Slinging arrays can be faster than slinging strings.
It all depends on whether you're going to reuse the strings or arrays,
and on which operations you're going to perform. Heavy modification of each
element implies that arrays will be better, and occasional modification of
some elements implies that strings will be better. But you just have to
try it and see.
my variables are normally
faster than local variables.
Sorting on a manufactured key array may be faster than using a fancy sort
subroutine.
A given array value may participate in several sort comparisons, so if
the sort subroutine has to do much recalculation, it's better to
factor out that calculation to a separate pass before the actual sort.
tr/abc//d
is faster than s/[abc]//g
.
print
with a comma separator may be faster than concatenating strings.
For example:
print $fullname{$name} . " has a new home directory " .
$home{$name} . "\n";
has to glue together the two hashes and the two
fixed strings before passing them to the low-level print routines, whereas:
print $fullname{$name}, " has a new home directory ",
$home{$name}, "\n";
doesn't. On the other hand, depending on the values and the architecture,
the concatenation may be faster. Try it.
Prefer join("", ...)
to a series of concatenated strings.
Multiple concatenations may cause strings to be copied back and
forth multiple times. The join operator avoids this.
split on a fixed string is generally faster than
split on a
pattern.
That is, use split(/ /,...)
rather than
split(/ +/,...)
if you know there will only be one space.
However, the patterns /\s+/
, /^/
and / /
are
specially optimized, as is the split on whitespace.
Pre-extending an array or string can save some time.
As strings and arrays grow, Perl extends them by allocating a new copy
with some room for growth and copying in the old value. Pre-extending a
string with the x operator or an array by setting $#array
can prevent this occasional overhead, as well as minimize memory
fragmentation.
Don't undef long strings and arrays if they'll be reused for the
same purpose.
This helps prevent reallocation when the string or array must be re-extended.
Prefer "\0" x 8192
over unpack("x8192",())
.
system("mkdir...")
may be faster on multiple directories if
mkdir(2) isn't available.
Avoid using eof if return values will already indicate it.
Cache entries from passwd and group (and so on) that are apt to be reused.

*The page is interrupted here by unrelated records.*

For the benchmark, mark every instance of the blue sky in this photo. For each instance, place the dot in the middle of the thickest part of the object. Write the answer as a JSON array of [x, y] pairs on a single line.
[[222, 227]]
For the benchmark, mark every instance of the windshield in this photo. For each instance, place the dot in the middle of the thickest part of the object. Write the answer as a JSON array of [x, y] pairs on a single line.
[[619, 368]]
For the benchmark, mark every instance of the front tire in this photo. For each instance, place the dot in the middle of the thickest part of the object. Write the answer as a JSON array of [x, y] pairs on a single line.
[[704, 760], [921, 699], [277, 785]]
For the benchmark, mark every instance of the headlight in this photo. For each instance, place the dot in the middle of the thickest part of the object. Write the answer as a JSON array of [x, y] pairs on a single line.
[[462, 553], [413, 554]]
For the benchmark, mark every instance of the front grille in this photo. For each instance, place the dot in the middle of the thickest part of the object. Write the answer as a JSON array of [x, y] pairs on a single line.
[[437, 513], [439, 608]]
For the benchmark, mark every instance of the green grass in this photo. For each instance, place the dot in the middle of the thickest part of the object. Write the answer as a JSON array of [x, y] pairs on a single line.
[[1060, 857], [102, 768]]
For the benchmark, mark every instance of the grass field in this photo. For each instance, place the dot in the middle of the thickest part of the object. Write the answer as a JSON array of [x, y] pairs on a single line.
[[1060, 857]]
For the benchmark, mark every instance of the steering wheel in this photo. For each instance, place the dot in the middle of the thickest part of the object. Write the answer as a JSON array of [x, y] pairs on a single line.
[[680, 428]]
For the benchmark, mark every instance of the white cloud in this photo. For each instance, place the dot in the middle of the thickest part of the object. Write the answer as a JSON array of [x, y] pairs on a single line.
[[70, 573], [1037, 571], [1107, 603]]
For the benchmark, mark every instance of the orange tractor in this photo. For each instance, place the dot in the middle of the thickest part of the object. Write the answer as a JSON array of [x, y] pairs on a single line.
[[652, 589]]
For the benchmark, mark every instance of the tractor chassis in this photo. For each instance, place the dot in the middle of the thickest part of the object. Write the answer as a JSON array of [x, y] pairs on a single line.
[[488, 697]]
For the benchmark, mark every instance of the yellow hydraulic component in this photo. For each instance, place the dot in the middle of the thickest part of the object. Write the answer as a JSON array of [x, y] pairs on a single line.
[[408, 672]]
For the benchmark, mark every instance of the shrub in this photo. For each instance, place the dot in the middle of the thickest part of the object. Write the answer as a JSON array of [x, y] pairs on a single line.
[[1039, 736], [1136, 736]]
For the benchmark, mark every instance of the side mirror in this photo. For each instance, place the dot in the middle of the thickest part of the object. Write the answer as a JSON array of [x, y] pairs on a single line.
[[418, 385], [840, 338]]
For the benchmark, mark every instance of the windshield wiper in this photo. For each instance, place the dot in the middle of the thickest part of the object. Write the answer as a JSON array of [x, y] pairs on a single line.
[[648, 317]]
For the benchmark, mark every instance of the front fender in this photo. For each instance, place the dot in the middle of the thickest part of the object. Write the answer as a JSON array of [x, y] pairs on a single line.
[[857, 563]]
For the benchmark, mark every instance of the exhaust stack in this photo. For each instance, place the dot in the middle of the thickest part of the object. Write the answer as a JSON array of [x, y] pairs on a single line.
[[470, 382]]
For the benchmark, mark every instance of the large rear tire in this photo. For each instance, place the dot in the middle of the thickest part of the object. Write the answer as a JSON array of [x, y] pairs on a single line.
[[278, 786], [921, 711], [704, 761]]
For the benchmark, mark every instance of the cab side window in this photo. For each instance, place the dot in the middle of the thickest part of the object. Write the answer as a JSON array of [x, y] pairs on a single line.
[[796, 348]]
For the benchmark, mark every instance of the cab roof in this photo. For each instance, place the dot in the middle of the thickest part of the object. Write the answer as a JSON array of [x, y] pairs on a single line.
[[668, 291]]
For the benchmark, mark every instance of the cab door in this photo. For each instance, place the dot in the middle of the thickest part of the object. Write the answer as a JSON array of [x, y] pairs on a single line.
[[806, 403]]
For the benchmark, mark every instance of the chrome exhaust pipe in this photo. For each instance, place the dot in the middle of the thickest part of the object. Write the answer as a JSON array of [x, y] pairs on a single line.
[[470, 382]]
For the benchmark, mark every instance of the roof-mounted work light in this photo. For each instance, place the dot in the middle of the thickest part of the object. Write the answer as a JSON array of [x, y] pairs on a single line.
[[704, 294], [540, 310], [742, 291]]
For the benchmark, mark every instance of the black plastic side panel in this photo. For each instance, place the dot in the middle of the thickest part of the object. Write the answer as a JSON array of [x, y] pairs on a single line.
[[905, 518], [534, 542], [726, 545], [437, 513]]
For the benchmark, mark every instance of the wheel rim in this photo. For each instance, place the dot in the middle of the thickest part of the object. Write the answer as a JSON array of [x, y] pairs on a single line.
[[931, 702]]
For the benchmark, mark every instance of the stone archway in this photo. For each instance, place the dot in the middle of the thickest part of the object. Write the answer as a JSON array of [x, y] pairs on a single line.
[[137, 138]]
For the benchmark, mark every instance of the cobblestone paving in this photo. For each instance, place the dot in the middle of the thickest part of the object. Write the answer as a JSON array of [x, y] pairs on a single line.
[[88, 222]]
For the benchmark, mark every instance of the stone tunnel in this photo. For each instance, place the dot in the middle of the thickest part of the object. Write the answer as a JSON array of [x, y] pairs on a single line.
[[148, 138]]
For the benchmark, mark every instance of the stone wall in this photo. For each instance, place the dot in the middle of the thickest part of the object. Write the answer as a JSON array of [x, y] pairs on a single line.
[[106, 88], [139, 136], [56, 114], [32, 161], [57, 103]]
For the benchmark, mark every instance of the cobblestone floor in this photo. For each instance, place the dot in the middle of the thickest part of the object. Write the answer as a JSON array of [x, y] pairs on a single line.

For example, to cache the return value from gethostbyaddr when
you are converting numeric addresses (like 198.112.208.11
) to names
(like "www.ora.com"), you can use something like:
sub numtoname {
local($_) = @_;
unless (defined $numtoname{$_}) {
local(@a) = gethostbyaddr(pack('C4', split(/\./)),2);
$numtoname{$_} = @a > 0 ? $a[0] : $_;
}
$numtoname{$_};
}
Avoid unnecessary system calls.
Operating system calls tend to be rather expensive. So for example,
don't call the time operator when a cached value of $now
would do. Use the special _ filehandle to avoid unnecessary
stat(2) calls. On some systems, even a minimal system call may
execute a thousand instructions.
Avoid unnecessary system calls.
The system operator has to fork a subprocess and execute the
program you specify. Or worse, execute a shell to execute the program
you specify. This can easily execute a million instructions.
Worry about starting subprocesses, but only if they're frequent.
Starting a single pwd, hostname, or find process isn't
going to hurt you much - after all, a shell starts subprocesses all day
long. We do occasionally encourage the toolbox approach, believe it or not.
Keep track of your working directory yourself rather than calling
pwd repeatedly.
(A package is provided in the standard library for this.
See the Cwd module in Chapter 7.)
Avoid shell metacharacters in commands - pass lists to system and
exec where appropriate.
Set the sticky bit on the Perl interpreter on machines without demand paging.
chmod +t /usr/bin/perl
Using defaults doesn't make your program faster.